SHKB is a regional Swiss bank that was founded in 1883 and operates out of its headquarters in Schaffhausen, Switzerland. All seven of SHKB’s locations are within the Canton of Schaffhausen, and all branches are within a radius of 10 miles of its headquarters. As a cantonal bank, SHKB is obliged to service primarily the residents of the Canton of Schaffhausen and the surrounding areas.
Through its managers, employees and others, SHKB knew or had reason to know that some U.S. taxpayers who had opened and maintained accounts at SHKB were not complying with their U.S. income tax and reporting obligations. SHKB offered a variety of traditional Swiss banking services that it knew could assist, and that did in fact assist, U.S. clients in the concealment of assets and income from the Internal Revenue Service (IRS). One such service was hold mail, through which SHKB would hold all mail correspondence for a particular client at SHKB. It also offered code name or numbered account services, where SHKB would allow the accountholder to replace his or her identity with a code name or number on bank statements and other documentation sent to the client. These services helped U.S. clients to eliminate the paper trail associated with the undeclared assets and income they held at SHKB in Switzerland. By accepting and maintaining such accounts, SHKB assisted some U.S. taxpayers in evading their U.S. tax obligations.

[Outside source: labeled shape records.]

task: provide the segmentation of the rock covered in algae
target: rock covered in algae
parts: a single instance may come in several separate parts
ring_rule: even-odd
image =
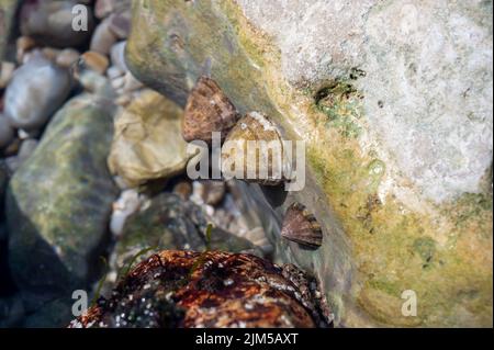
[[[69,327],[317,327],[316,302],[283,269],[251,255],[164,250]]]
[[[33,307],[70,298],[98,272],[117,194],[106,168],[113,111],[94,95],[70,100],[9,183],[9,262]]]
[[[492,2],[318,0],[310,8],[149,0],[133,9],[138,31],[131,33],[127,64],[181,105],[205,71],[240,113],[260,111],[283,137],[293,132],[305,139],[303,191],[283,204],[257,185],[246,192],[263,222],[299,201],[328,230],[317,251],[268,233],[277,259],[321,278],[336,325],[492,327],[492,170],[486,190],[479,182],[492,162]],[[435,45],[424,47],[427,41]],[[323,78],[323,86],[294,91],[280,77]],[[335,81],[356,94],[333,97],[329,109],[317,105],[317,92]],[[335,127],[361,138],[340,137]],[[372,204],[375,195],[380,205]],[[424,197],[449,200],[431,205]],[[416,317],[402,314],[406,290],[417,294]]]
[[[181,118],[177,104],[153,90],[143,91],[115,120],[109,157],[112,173],[138,185],[183,171],[190,156]]]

SHKB opened and maintained accounts for U.S. taxpayers who had left other banks being investigated by the department without ensuring that each such account was compliant with U.S. tax law from the account’s inception at SHKB. SHKB also arranged for the issuance of credit, debit or travel cards to the beneficial owners of some U.S.-related accounts, and offered travel cash cards, on which a client could load up to 10,000 Swiss francs, U.S. dollars or euros from his or her SHKB bank account by instructing SHKB by telephone, mail or e-mail. The client could then use the card for purchases or remit unused balances back to the SHKB account. Use of these cards by U.S. persons facilitated their access to or use of undeclared funds on deposit at SHKB.
SHKB issued checks, including series of checks, in amounts of less than $10,000 that were drawn on accounts of U.S. taxpayers, even though SHKB knew, or had reason to know, that the withdrawals were made to avoid triggering scrutiny under the U.S. currency transaction reporting requirements. Furthermore, since Aug. 1, 2008, SHKB processed significant cash withdrawals for at least 15 U.S. taxpayers at or around the time the clients’ accounts were closed, even though SHKB knew, or had reason to know, the accounts contained undeclared assets. For example, in November 2009, SHKB processed a U.S. taxpayer’s cash withdrawal of more than 400,000 euros when SHKB closed the account.
In the period since Aug. 1, 2008, SHKB held one structured account that was a U.S.-related account with maximum assets under management of approximately $11.5 million. The nominal accountholder was a foundation in Liechtenstein, but the true owner was a U.S. person, which aided and abetted the client’s ability to conceal an undeclared account from the IRS.
In 2001, SHKB entered into a Qualified Intermediary Agreement (QI Agreement) with the IRS. The QI Agreement was designed to help ensure that, with respect to U.S. securities held in an account at SHKB, non-U.S. persons were subject to the proper U.S. withholding tax rates and that U.S. persons holding U.S. securities were properly paying U.S. tax. In general, if an accountholder wanted to trade in U.S. securities and avoid mandatory U.S. tax withholding, the QI Agreement required SHKB to obtain the consent of the accountholder to disclose the client’s identity to the IRS. The QI Agreement required SHKB to obtain IRS Forms W-9 and to undertake IRS Form 1099 reporting for new and existing U.S. clients engaged in U.S. securities transactions.